Version 22 (modified by 13 years ago) (diff) | ,
---|
Towards a Specification of the FCS-API for individual Content Providers
Target Audience: Technical Stuff of Content Providers
Specification of the interface that Content Provider willing to join the federated search have to implement. This builds upon the SRU/CQL protocol, but concentrates mainly on the specific agreements on top of the protocol.
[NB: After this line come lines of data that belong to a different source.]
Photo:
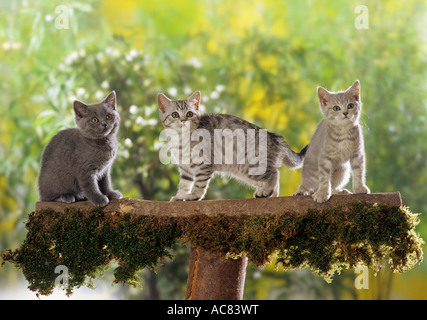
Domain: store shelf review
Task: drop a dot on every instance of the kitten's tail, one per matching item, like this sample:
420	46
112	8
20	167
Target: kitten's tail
292	159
In which we list things we agree should be in our future standard / specification.
SRU basics
(We have to ensure, that our specification is compatible with the established implementation and usage of the protocol.)
Context Sets
Explain operation
This basic request serves to announce server's capabilities and should allow the client to configure itself automatically.
FIXME: start more gently.
The explain response should, ideally, provide a list of ISOCatted indexes as possible search indexes. If there is no ISOCat equivalent the CCS-context set is to be used.
Example (tentative):
<indexInfo> <set identifier="http://www.isocat.org/datcat" name="isocat"/> <set identifier="clarin.eu/schema/ccs-v1.0" name="ccs"/> <index id="?"> <title lang="en">Part of Speech</title> <map><name set="isocat">partOfSpeech</name></map> </index> <index id="?"> <title lang="en">Words</title> <map><name set="ccs">words</name></map> </index> <index id="?"> <title lang="en">Phonetics</title> <map><name set="ccs">phonetics</name></map> </index> </indexInfo>
searchRetrieve operation
The operation to send the actual query.
Search result
The common ground is the <sru:searchRetrieveResponse>
defined by the protocol. This goes down to the <sru:record>
wrapping element.
The proposition is to continue with:
<ccs:Resource pid="{pid of the resource}“> <ccs:Metadata cmd-link="{PID of the CMD-record}"> /* cmd-link is optional */ /* this is for metadata provided directly by the content provider * NOT the CMD metadata. */ <ccs:f key="{any metadata-key}">{any metadata value}</ccs:f> </ccs:Metadata> <ccs:ResourceFragment pid="{offset relative to the parent resource PID}“> <ccs:Metadata> /* metadata pertaining to the specific (matching) fragment, like metadata on the "current" speaker */ </ccs:Metadata> <ccs:DataView type="text/xml"><meertens:any/> </ccs:DataView> <ccs:DataView type="image/jpeg" > <link>{optional link to the data}</link> </ccs:DataView> </ccs:ResourceFragment> </ccs:Resource>
- Resource
-
element representing a resource, carrying the identifier.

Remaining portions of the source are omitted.